By now it was quite dark, I was quite tired (but, fortunately, going downhill for a few miles), my toes were truly numb from the cold, and I needed to “be there” in a hurry.

The woman acknowledged there were no places to stay. I got a hot chocolate, but I was shivering so much and my hands were shaking so much that she had to carry it to the booth where I would sit. I had to have 2 hot chocolates to warm up. At this booth was a 19-yar old woman, pregnant – maybe 8 months. She was the niece of the station manager lady, or about to be, if the manager married her uncle.
I also ate a sandwich and then had an ice cream bar. The manager would not take money for anything but the ice cream bar.

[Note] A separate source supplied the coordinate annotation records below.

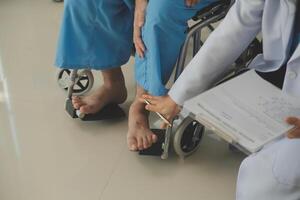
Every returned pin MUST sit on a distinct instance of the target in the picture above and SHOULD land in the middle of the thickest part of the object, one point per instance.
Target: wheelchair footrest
(156, 148)
(108, 112)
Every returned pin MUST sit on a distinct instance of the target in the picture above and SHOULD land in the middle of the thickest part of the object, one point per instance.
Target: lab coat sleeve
(221, 49)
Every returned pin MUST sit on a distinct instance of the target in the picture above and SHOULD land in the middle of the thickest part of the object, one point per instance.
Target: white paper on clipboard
(246, 110)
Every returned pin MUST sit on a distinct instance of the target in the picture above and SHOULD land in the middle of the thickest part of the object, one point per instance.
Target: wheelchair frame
(204, 18)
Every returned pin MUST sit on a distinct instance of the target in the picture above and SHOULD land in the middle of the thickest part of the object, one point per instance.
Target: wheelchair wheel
(84, 81)
(187, 137)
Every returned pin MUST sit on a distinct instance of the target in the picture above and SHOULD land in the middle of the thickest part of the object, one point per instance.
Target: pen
(160, 115)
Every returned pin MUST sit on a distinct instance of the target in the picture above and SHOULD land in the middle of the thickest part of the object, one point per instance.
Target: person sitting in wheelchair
(98, 35)
(274, 172)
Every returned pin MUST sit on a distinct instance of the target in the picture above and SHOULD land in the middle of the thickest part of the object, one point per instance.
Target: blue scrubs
(97, 34)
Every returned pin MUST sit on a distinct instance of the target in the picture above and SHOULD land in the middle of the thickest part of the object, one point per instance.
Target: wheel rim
(191, 136)
(82, 84)
(63, 77)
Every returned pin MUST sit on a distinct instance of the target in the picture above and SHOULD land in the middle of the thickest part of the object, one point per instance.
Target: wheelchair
(185, 134)
(80, 82)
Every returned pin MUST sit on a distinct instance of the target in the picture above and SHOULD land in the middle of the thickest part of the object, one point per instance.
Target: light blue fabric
(163, 35)
(97, 34)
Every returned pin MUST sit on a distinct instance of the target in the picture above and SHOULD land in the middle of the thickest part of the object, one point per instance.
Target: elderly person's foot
(113, 90)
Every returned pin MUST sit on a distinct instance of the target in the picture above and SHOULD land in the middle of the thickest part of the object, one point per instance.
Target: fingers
(153, 108)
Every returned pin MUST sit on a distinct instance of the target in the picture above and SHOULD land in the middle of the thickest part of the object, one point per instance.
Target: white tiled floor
(45, 155)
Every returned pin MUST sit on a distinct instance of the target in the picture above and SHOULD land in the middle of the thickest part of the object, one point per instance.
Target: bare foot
(112, 91)
(96, 101)
(139, 135)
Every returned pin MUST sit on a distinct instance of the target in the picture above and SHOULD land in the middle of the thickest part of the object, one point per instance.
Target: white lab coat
(274, 172)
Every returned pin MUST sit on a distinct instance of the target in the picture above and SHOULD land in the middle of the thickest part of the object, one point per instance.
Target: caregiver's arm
(222, 48)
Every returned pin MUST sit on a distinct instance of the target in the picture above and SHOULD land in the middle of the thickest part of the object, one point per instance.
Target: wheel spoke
(82, 87)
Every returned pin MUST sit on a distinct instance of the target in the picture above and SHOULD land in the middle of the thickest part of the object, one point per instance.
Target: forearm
(221, 49)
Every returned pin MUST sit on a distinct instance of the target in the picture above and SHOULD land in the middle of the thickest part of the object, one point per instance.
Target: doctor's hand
(163, 105)
(139, 20)
(295, 132)
(191, 3)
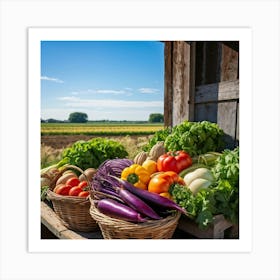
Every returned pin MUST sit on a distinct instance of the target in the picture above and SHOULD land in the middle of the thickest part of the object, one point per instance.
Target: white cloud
(76, 102)
(109, 91)
(148, 90)
(45, 78)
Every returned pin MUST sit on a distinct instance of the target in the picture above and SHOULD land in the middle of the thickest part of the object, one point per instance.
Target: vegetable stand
(172, 194)
(186, 229)
(54, 224)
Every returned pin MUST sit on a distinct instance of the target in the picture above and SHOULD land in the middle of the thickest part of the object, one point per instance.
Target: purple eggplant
(137, 204)
(150, 197)
(118, 210)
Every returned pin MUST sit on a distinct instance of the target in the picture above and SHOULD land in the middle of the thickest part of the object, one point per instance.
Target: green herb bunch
(195, 138)
(92, 153)
(220, 198)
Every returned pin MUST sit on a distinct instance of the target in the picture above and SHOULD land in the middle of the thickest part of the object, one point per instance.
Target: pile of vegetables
(118, 198)
(211, 191)
(184, 169)
(92, 153)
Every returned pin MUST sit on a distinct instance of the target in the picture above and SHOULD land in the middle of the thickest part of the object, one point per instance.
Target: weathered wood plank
(229, 64)
(183, 81)
(216, 231)
(168, 90)
(217, 92)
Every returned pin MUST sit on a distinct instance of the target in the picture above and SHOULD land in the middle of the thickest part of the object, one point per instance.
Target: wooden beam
(168, 88)
(183, 81)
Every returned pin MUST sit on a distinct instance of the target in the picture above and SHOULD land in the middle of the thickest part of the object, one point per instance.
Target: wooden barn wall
(202, 83)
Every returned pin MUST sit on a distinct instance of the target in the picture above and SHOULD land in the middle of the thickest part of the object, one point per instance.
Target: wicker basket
(73, 210)
(112, 228)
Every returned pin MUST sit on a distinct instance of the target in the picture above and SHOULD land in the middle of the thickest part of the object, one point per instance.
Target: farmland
(100, 128)
(57, 136)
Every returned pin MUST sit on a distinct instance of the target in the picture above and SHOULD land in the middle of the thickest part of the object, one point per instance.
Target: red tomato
(63, 190)
(174, 161)
(83, 194)
(83, 184)
(74, 191)
(73, 182)
(161, 182)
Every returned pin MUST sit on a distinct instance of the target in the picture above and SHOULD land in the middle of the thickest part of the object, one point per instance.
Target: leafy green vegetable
(159, 135)
(220, 198)
(92, 153)
(193, 137)
(227, 167)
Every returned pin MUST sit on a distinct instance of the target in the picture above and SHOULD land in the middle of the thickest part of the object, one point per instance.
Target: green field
(100, 128)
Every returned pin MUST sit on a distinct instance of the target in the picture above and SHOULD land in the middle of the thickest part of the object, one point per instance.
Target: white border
(244, 36)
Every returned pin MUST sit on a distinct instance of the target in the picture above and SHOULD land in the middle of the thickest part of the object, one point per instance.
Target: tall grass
(133, 145)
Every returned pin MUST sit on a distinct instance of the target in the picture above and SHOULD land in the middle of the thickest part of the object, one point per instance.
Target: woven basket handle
(66, 167)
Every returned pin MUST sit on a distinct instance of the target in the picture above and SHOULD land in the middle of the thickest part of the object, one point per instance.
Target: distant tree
(78, 117)
(156, 117)
(52, 121)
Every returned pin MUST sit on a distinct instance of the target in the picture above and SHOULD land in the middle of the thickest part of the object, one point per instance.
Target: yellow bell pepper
(137, 175)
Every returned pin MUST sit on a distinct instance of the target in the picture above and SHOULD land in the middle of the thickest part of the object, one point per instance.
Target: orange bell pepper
(161, 182)
(137, 175)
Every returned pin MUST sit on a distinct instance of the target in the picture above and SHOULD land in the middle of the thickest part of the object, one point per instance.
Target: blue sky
(112, 80)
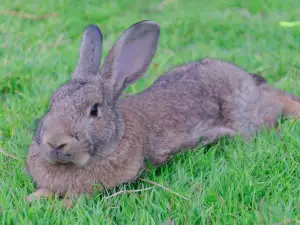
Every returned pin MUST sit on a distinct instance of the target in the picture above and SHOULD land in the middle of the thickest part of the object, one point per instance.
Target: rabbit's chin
(78, 160)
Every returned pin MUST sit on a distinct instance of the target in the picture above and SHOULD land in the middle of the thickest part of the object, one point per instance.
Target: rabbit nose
(60, 146)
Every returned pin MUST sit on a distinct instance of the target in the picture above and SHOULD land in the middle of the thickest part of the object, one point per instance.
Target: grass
(232, 182)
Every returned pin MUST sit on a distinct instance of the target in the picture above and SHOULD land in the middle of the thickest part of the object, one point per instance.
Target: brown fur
(91, 137)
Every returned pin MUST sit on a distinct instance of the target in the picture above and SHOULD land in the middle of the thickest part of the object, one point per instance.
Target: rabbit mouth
(60, 157)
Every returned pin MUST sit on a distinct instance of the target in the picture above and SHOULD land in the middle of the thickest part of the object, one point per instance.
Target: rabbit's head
(83, 120)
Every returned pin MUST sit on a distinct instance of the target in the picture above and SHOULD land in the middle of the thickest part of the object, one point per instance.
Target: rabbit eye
(95, 111)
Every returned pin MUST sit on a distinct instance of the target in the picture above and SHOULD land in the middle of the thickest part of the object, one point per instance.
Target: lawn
(231, 182)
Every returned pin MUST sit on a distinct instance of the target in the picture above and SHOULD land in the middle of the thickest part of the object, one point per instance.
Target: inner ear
(130, 57)
(90, 53)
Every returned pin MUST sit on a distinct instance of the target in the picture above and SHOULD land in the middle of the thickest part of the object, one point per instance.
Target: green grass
(232, 182)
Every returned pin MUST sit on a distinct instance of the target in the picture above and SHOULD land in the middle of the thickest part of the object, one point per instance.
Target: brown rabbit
(92, 137)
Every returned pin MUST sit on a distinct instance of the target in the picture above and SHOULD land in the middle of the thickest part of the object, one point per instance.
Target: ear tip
(93, 30)
(150, 23)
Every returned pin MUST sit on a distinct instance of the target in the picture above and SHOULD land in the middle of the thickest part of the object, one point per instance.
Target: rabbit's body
(91, 138)
(201, 100)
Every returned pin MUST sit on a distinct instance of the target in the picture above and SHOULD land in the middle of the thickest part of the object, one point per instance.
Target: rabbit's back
(193, 99)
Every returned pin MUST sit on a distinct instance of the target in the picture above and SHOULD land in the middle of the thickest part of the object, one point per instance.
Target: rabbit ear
(130, 57)
(90, 53)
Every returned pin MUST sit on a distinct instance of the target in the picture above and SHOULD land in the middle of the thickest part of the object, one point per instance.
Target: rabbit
(93, 138)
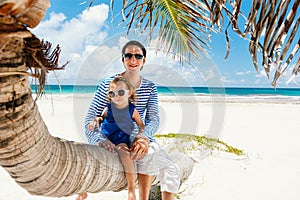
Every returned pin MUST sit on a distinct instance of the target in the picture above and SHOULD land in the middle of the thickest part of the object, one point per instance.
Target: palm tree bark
(42, 164)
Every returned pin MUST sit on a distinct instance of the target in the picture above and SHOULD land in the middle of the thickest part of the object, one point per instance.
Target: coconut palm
(45, 165)
(40, 163)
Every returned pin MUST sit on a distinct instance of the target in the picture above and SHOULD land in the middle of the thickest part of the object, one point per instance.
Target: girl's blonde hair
(129, 86)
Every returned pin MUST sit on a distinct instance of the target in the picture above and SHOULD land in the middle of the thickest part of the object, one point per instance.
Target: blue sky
(92, 43)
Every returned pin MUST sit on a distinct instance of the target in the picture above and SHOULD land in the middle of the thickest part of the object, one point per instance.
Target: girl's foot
(81, 196)
(131, 195)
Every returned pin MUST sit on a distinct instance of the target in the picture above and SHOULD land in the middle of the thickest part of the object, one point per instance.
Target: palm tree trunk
(40, 163)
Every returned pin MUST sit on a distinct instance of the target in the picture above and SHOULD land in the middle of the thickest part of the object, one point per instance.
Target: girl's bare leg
(128, 164)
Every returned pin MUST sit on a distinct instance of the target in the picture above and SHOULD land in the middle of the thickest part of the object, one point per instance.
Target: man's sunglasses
(112, 94)
(137, 56)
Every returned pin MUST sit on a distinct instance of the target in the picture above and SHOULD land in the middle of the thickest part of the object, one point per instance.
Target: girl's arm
(97, 121)
(152, 116)
(137, 118)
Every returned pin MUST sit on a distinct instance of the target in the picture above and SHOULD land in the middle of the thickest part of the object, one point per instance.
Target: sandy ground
(268, 132)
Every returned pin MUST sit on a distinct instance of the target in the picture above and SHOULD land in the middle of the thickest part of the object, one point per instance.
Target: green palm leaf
(185, 27)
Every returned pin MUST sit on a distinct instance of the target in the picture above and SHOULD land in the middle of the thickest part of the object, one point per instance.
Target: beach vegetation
(190, 142)
(45, 165)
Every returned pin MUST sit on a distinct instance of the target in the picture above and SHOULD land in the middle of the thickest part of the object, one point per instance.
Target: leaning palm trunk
(42, 164)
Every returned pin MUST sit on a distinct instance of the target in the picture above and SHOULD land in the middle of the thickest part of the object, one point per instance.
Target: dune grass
(214, 144)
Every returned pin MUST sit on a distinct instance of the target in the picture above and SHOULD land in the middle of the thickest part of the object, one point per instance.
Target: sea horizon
(181, 90)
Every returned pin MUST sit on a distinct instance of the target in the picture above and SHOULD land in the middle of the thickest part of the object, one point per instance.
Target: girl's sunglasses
(137, 56)
(112, 94)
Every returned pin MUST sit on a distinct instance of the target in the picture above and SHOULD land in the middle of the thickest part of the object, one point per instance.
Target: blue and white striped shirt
(146, 103)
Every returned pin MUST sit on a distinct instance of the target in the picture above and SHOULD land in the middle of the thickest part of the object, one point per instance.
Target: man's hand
(139, 147)
(108, 145)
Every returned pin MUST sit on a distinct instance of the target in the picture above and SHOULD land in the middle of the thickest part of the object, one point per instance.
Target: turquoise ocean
(172, 91)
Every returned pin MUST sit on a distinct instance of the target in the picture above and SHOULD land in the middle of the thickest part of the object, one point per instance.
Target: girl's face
(133, 58)
(119, 93)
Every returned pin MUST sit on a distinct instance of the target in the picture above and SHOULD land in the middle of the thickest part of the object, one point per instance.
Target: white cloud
(242, 73)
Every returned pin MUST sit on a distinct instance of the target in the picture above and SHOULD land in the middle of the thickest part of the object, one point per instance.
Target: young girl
(117, 125)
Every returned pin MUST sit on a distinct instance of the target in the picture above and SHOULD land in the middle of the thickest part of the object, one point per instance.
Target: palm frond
(272, 26)
(183, 25)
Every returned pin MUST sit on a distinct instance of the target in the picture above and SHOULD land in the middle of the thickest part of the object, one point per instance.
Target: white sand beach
(267, 130)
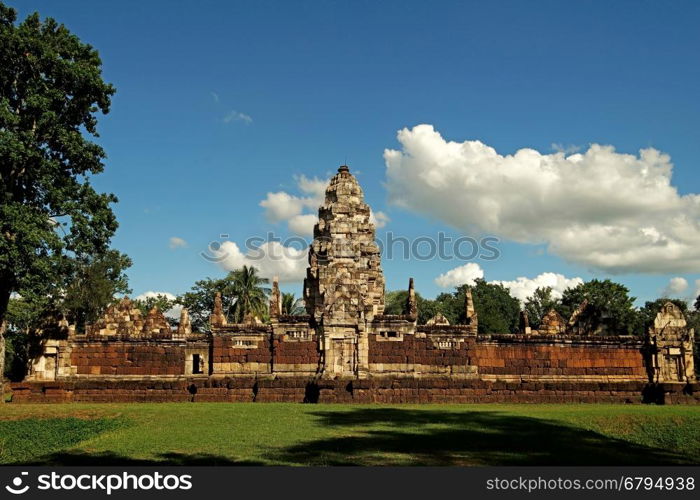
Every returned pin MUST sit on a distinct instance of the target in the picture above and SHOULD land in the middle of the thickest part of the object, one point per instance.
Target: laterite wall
(300, 390)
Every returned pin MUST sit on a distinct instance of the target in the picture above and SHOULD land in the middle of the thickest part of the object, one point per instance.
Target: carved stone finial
(411, 308)
(525, 322)
(184, 328)
(217, 317)
(470, 312)
(275, 299)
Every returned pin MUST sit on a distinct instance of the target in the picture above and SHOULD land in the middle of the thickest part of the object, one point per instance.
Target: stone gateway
(347, 349)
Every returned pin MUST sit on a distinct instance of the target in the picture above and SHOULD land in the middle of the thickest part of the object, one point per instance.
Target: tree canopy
(609, 304)
(51, 90)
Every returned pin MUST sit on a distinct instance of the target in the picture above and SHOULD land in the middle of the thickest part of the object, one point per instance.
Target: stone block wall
(296, 356)
(241, 354)
(576, 360)
(423, 355)
(386, 391)
(110, 358)
(511, 356)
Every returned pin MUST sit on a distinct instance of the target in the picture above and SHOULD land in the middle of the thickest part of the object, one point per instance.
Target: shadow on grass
(109, 458)
(425, 437)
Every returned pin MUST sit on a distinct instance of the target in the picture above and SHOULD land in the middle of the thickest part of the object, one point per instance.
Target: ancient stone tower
(344, 285)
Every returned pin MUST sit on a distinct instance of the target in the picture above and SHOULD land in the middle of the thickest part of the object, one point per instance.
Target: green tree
(395, 303)
(159, 301)
(243, 285)
(498, 311)
(610, 305)
(249, 294)
(291, 305)
(93, 286)
(539, 304)
(51, 89)
(199, 301)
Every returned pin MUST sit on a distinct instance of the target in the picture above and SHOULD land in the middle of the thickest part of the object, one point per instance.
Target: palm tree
(248, 293)
(291, 305)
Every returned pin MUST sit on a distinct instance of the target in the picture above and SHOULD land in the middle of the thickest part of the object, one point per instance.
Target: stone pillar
(411, 308)
(671, 345)
(275, 299)
(184, 328)
(344, 285)
(217, 317)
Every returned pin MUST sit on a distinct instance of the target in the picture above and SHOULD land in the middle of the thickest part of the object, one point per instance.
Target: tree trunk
(4, 302)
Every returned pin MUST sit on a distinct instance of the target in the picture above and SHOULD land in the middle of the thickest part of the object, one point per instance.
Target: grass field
(296, 434)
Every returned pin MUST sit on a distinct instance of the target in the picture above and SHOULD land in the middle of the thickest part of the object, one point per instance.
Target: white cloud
(173, 312)
(696, 294)
(270, 259)
(606, 210)
(462, 275)
(521, 287)
(234, 115)
(175, 242)
(676, 286)
(281, 206)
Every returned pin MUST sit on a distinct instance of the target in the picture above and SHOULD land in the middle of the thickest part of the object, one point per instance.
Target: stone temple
(347, 349)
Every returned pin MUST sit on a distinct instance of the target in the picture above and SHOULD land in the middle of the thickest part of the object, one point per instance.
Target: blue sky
(220, 103)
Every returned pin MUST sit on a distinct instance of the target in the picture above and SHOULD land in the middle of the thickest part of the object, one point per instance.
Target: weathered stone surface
(552, 324)
(671, 346)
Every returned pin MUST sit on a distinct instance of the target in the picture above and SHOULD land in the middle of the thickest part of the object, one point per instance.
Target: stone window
(197, 364)
(298, 334)
(390, 335)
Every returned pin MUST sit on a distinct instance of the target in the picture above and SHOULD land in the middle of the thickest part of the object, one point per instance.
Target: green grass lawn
(296, 434)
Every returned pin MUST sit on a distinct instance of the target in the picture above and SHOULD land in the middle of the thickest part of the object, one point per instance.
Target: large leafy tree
(242, 292)
(249, 293)
(539, 304)
(51, 89)
(292, 305)
(199, 301)
(93, 285)
(610, 305)
(498, 311)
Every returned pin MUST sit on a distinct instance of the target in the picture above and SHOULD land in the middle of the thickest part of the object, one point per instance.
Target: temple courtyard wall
(417, 368)
(383, 390)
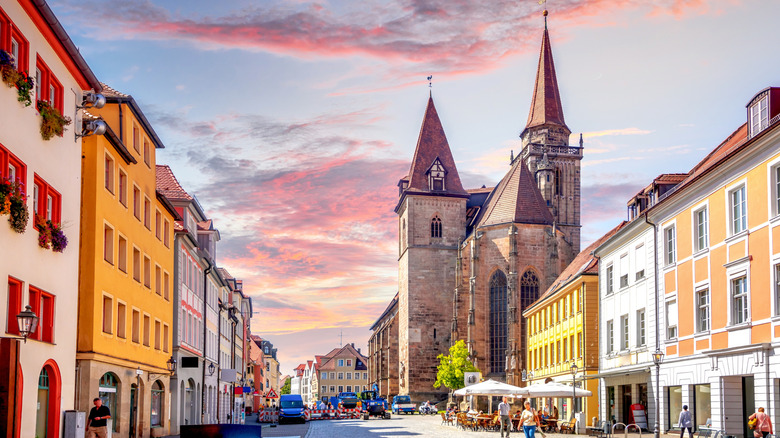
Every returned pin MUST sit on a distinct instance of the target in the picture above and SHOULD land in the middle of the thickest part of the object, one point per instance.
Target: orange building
(718, 262)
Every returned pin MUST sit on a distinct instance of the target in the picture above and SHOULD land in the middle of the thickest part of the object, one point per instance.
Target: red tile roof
(546, 105)
(516, 199)
(585, 262)
(169, 186)
(431, 144)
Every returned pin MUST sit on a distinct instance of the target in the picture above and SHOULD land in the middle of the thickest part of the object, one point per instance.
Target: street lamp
(28, 322)
(658, 357)
(573, 369)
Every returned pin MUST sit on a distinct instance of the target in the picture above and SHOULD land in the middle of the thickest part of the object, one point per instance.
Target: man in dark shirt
(96, 423)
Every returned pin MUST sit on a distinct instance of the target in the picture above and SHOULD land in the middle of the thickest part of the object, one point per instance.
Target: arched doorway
(108, 388)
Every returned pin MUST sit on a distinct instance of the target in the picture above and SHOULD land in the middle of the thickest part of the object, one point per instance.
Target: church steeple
(546, 108)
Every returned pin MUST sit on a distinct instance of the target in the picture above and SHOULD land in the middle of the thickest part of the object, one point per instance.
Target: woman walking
(763, 424)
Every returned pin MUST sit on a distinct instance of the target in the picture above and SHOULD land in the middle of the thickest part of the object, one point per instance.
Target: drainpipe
(657, 329)
(206, 273)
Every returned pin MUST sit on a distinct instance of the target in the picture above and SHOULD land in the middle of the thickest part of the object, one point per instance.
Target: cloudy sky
(292, 120)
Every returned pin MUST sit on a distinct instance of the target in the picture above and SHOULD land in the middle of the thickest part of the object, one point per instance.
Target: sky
(292, 121)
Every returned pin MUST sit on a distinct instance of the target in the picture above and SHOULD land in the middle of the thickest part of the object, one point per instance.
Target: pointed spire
(432, 145)
(546, 105)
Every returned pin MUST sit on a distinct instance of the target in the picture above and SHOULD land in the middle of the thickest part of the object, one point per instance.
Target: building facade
(563, 334)
(126, 269)
(719, 280)
(488, 252)
(42, 178)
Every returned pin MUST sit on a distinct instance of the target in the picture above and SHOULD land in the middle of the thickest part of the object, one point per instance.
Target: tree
(286, 387)
(452, 367)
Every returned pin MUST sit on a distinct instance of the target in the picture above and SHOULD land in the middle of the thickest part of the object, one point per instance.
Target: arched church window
(498, 329)
(436, 227)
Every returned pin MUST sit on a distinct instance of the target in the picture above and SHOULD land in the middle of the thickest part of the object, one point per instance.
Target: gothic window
(436, 174)
(436, 227)
(529, 292)
(498, 328)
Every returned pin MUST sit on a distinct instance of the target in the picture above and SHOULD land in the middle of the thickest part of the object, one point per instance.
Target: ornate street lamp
(573, 369)
(658, 357)
(28, 322)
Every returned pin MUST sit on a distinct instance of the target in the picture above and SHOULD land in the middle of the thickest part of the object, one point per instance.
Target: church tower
(431, 223)
(546, 150)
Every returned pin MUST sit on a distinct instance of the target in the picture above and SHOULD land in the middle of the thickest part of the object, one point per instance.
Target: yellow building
(563, 331)
(719, 279)
(126, 268)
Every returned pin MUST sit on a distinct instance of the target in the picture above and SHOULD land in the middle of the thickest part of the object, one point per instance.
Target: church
(471, 260)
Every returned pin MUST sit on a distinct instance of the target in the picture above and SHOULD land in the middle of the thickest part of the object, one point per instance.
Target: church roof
(516, 199)
(432, 144)
(546, 108)
(584, 263)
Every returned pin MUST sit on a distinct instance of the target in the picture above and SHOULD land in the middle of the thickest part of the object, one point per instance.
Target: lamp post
(658, 357)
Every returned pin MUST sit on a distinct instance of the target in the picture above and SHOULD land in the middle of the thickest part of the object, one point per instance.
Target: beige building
(344, 369)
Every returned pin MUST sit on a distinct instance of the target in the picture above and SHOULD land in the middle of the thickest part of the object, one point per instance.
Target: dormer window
(436, 174)
(758, 114)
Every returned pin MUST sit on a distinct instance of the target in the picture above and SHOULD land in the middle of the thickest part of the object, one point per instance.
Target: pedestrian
(763, 424)
(528, 420)
(503, 412)
(685, 422)
(96, 423)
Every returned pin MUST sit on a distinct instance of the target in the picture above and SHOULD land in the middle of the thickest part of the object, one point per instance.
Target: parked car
(403, 404)
(291, 408)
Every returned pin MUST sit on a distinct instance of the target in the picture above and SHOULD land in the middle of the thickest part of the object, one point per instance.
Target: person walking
(763, 424)
(503, 412)
(685, 422)
(528, 420)
(96, 423)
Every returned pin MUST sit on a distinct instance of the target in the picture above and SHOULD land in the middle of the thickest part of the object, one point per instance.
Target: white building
(41, 372)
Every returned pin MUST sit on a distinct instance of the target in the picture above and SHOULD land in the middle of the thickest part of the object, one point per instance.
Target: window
(436, 227)
(122, 187)
(165, 338)
(700, 229)
(624, 271)
(639, 259)
(158, 279)
(671, 319)
(640, 328)
(158, 224)
(498, 329)
(47, 87)
(107, 314)
(136, 326)
(122, 254)
(147, 329)
(14, 305)
(739, 300)
(703, 310)
(670, 250)
(109, 176)
(42, 304)
(47, 202)
(108, 244)
(738, 210)
(137, 203)
(121, 316)
(624, 332)
(759, 115)
(147, 213)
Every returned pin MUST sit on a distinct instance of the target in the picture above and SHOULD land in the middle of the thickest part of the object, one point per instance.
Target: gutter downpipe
(206, 273)
(657, 332)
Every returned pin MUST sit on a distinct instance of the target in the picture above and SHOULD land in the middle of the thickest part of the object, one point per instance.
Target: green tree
(286, 387)
(451, 367)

After much discussion, it was agreed that the best course for me was to set up my camping gear in the gazebo at the nearby town park, but I waited a while and asked everyone who came in if they could, or knew someone else who could put me up for the night. (The nearest police station was 5 or 6 miles away, and I was not about to ride in the dark, and up and down hills too.) Finally, the pregnant one said she had a spare bed, but she needed to ask her boyfriend, 47 years old, if he minded, and he wasn’t coming to pick her up until near 11pm. (It seemed clear to me that he was not the father.) I waited. He was OK with it. We put the bike in a storage shed at the gas station and piled into his car, arriving well into the boonies at a small wooden structure. Mom-to-be cleared off a space under which was a mattress, and gave me a sheet and a lovely comforter. Her pretty cat and its kitten joined me for a while. The place had electricity and running water, but no working tub or shower. The floors were bare. It was clearly home-built and was nowhere near done.

We had coffee in the morning, then drove back to the Qwik-Stop. After heating a burrito or something like it in a microwave, I set out. I learned later that Richford was the birthplace of John D. Rockefeller, who clearly never looked back.

Here were people with little more than subsistence level income, making do on what few of us could deal with, who opened their hearts to someone in need. It doesn’t get any better than that!